Also, could you confirm if you are using proxy?

nope, not using any proxies anywhere (presumably a mux on the server side doesn't qualify as a proxy?).

Though, it might be good if you can have some back off in your resolver as well.

if i'll do that, AFAICT - i lose control over the backoff timings. my use cases are "very soft RT", if my client (which runs as part of a different service) can't give an answer to its own client within the bounds of the timeout - i'm in trouble, so within that very limited budget of time i need to make sure to knock on several different cluster servers for sure. 2 layers of backoff mean it gets random. and submitting requests concurrently to more than one server is a no-no for a number of reasons.

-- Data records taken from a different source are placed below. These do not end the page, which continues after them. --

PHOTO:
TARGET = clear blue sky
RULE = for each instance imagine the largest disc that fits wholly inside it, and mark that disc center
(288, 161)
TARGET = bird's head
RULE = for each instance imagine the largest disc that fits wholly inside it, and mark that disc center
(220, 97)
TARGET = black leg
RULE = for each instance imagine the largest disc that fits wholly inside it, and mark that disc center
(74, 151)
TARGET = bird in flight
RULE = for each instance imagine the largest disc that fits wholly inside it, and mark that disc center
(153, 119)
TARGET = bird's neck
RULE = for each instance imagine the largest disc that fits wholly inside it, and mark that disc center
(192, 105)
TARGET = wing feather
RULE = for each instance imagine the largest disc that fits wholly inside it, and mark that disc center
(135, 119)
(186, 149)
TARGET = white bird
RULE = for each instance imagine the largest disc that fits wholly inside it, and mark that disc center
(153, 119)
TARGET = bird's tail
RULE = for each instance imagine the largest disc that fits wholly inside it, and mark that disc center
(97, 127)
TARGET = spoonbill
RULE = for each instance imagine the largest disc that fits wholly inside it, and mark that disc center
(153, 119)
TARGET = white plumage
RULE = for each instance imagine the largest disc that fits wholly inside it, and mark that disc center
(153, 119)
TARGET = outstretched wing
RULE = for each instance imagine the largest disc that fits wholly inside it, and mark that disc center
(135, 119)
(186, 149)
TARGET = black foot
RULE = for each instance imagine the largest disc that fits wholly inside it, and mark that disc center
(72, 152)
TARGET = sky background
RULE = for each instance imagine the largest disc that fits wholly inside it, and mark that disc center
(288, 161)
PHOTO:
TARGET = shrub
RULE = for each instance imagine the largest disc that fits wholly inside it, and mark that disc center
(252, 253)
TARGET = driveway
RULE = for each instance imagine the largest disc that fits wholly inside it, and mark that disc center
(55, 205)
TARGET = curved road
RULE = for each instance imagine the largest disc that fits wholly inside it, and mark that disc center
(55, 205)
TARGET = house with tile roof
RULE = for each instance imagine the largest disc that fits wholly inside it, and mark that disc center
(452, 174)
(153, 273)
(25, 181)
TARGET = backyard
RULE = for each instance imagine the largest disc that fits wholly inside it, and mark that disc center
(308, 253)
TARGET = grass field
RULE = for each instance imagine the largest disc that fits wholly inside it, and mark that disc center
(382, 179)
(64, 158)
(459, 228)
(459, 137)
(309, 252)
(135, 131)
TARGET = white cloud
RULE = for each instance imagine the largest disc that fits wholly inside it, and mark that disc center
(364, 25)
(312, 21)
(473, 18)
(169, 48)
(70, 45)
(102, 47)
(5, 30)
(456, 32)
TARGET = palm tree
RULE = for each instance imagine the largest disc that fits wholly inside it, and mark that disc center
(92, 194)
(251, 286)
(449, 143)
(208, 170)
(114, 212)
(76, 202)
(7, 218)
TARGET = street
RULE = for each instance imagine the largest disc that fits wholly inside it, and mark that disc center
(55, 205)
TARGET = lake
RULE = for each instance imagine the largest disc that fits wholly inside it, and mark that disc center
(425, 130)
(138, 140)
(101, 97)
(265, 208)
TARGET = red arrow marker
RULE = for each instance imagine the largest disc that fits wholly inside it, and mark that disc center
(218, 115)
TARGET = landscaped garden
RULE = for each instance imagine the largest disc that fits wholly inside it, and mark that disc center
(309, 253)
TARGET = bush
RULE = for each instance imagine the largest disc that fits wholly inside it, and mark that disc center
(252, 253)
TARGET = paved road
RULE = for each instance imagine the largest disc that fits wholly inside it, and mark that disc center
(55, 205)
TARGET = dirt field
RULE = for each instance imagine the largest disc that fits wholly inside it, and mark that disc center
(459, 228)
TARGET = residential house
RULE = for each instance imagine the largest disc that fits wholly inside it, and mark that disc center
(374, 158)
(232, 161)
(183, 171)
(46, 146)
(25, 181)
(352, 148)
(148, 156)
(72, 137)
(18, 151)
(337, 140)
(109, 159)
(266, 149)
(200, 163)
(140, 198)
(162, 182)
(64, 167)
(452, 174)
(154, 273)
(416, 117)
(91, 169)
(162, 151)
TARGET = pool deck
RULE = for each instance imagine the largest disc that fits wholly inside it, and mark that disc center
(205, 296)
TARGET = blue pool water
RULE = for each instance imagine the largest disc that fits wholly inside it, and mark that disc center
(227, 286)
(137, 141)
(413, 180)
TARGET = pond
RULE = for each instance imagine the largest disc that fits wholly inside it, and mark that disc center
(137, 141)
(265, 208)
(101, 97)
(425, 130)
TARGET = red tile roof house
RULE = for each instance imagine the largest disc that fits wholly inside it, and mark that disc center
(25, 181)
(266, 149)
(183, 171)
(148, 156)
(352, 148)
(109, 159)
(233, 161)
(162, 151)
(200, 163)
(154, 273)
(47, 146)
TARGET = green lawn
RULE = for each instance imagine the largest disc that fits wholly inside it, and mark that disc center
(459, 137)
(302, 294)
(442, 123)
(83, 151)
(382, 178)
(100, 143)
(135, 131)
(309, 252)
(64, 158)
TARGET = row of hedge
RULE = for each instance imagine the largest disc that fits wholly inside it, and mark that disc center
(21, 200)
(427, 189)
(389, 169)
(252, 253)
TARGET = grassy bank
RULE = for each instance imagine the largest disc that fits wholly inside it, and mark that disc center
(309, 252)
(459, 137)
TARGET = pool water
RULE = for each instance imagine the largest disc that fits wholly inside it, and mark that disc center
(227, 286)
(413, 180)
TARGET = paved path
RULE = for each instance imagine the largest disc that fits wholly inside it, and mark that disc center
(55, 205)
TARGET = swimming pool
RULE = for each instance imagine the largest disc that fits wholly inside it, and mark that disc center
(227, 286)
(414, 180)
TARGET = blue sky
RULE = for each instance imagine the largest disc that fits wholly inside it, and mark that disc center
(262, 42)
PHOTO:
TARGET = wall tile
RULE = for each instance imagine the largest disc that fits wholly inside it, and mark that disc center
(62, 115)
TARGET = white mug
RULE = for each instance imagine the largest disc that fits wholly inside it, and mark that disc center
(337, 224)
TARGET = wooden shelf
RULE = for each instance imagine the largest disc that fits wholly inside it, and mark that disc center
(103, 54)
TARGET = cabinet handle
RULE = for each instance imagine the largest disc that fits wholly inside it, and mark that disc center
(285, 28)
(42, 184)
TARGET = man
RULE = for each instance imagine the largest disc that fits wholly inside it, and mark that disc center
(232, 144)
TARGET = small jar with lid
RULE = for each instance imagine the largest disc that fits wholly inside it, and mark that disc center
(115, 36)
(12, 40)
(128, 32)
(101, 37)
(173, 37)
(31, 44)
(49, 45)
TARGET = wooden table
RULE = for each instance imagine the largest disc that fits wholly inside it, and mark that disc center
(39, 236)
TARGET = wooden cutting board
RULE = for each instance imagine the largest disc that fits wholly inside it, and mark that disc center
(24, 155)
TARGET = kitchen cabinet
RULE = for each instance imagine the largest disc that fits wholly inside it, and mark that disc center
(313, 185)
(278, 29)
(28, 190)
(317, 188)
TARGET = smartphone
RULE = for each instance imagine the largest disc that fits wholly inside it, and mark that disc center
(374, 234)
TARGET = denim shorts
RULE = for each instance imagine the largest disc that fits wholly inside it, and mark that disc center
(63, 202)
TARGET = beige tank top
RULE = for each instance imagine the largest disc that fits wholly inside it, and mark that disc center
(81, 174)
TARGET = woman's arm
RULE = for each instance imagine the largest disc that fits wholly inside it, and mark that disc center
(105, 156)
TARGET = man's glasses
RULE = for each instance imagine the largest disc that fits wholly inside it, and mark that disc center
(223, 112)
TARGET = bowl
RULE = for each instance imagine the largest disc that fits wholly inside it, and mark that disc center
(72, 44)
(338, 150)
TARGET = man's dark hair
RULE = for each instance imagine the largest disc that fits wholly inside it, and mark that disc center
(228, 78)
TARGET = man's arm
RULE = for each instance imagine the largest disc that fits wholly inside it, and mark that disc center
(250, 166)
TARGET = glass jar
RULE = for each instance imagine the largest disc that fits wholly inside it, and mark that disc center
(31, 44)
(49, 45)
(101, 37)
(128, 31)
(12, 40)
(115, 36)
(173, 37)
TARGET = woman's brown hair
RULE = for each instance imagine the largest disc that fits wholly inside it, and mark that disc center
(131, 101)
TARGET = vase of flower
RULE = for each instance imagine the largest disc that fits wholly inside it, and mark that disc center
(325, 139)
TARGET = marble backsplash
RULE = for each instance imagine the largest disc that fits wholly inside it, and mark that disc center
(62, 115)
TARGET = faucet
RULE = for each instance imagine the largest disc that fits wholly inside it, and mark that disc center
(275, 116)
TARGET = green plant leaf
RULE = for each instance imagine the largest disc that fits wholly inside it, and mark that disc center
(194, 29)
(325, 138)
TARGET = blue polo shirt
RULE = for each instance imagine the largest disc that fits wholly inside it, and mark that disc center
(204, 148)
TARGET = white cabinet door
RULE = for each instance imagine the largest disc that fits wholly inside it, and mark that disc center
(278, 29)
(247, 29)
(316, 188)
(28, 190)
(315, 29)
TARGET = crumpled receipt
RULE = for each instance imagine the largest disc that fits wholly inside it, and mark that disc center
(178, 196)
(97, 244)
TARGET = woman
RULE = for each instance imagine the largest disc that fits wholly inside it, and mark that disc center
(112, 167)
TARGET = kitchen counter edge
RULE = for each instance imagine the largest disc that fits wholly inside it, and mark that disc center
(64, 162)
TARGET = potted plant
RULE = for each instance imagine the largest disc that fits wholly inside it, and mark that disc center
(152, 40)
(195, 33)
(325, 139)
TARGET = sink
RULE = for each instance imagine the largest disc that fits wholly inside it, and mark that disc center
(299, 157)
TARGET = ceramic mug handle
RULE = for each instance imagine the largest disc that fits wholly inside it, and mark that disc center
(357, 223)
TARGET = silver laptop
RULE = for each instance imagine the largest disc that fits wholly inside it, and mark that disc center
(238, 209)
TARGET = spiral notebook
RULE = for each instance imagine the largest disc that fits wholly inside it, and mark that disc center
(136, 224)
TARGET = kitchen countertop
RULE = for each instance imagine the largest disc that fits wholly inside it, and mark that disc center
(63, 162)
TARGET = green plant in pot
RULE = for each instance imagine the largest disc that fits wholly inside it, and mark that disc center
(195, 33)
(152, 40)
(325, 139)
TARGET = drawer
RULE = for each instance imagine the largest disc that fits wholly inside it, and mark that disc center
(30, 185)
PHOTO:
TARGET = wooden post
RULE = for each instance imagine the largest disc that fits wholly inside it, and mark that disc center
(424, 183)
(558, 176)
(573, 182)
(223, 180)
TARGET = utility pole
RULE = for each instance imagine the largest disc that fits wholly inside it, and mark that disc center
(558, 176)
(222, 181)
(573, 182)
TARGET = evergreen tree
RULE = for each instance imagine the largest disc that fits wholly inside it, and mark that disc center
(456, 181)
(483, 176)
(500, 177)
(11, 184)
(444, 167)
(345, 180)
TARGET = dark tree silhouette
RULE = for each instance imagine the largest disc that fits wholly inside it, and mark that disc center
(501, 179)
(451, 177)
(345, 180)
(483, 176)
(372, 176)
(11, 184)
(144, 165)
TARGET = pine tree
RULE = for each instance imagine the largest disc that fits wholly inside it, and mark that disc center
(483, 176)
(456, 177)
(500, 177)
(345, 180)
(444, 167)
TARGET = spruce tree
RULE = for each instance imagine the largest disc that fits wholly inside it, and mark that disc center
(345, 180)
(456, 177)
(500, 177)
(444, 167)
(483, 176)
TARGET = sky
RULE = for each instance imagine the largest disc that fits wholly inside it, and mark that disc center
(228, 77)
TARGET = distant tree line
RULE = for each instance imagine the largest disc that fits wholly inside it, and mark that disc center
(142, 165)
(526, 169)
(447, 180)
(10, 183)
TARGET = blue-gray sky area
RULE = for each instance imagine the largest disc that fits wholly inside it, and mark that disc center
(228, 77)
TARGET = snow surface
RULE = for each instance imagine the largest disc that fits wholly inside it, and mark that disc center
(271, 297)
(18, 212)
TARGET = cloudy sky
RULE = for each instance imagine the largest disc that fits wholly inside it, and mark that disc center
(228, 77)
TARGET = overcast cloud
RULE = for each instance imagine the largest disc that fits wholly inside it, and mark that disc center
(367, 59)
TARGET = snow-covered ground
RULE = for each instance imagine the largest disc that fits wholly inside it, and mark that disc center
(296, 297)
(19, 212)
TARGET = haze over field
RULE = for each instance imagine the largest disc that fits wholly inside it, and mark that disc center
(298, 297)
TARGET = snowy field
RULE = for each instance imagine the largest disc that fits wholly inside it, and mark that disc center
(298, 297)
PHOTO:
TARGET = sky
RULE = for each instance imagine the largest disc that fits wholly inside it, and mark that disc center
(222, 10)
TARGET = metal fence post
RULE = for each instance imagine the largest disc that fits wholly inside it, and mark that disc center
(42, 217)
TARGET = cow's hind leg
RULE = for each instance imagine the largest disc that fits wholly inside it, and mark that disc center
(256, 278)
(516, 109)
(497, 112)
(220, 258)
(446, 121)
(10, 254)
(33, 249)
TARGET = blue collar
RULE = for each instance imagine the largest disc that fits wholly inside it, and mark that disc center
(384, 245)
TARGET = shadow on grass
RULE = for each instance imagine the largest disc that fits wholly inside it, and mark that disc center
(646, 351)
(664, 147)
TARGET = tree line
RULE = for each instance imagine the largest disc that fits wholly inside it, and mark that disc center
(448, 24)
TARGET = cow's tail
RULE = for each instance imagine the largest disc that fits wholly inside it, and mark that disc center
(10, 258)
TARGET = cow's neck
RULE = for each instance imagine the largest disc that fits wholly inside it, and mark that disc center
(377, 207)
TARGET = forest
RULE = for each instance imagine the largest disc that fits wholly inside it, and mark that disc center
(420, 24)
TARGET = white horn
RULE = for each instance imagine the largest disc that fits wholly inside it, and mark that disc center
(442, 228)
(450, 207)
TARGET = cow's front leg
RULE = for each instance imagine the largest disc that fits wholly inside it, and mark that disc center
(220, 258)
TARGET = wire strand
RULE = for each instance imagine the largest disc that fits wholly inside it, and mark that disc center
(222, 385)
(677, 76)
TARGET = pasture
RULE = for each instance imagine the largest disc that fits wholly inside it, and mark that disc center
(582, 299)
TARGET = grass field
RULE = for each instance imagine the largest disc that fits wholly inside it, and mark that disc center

besides, even if i had a backoff, it seems there's still a bug in some gRPC channel state machine somewhere out there, as, AFAICT, the channel never recovers, regardless of the subsequent state of the network or servers...

@purnesh42H
Copy link
Contributor

https://github.com/grpc/grpc-go/releases/tag/v1.69.0 introduced the new pick first which has more details. The new pick first should still continue to use the same address once chosen until it receive a failure so that doesn't change for your client. The main difference is that in new pick first has one address per subchannel so it will have retry with backoff for each subchannel consequently for each address. The old pickfirst had all the addresses in one subchannel which result in retrying the entire list of address and then backoff. Since, with new pick first we won't be comparing the new list of addresses from old list which relies on ordering, you might not see infinite ResolveNow() loop for your custom resolver.

@purnesh42H
Copy link
Contributor

i'm trying GRPC_EXPERIMENTAL_ENABLE_NEW_PICK_FIRST now. may i assume that if i see pick-first-leaf-lb in the gRPC log - it's using the right thing?

yes, correct

just how "experimental" is this?

we most likely will stabalise it in next 1-2 releases unless decided otherwise.

@lev-lb
Copy link
Author

lev-lb commented Mar 25, 2025

here's another head scratcher from production with the original pick_first in the meantime...

with client app adjusted to issue the next gRPC call(s) at 55 sec intervals (5 sec before the server will close the idle conn, so as to not collide), this still happens, but in a surprising fashion. a pair of gRPC calls enter the client code (4 msec apart), appear to get stuck for 5 seconds until the server closes the channel (60 sec idle limit), then the gRPC client goes into the ResolveNow() loop, on schedule. huh?!? 🤔

no gRPC-level logs on this run, unfortunately - see 2 messages downthread for that.

UPD: and no, the fact that the app happens to issue a couple of racing calls to the gRPC client does not appear to be germane to the issue, many previous cases happened with just one outstanding gRPC call.

@lev-lb
Copy link
Author

lev-lb commented Mar 25, 2025

@purnesh42H : BTW, can you clarify this bit, please?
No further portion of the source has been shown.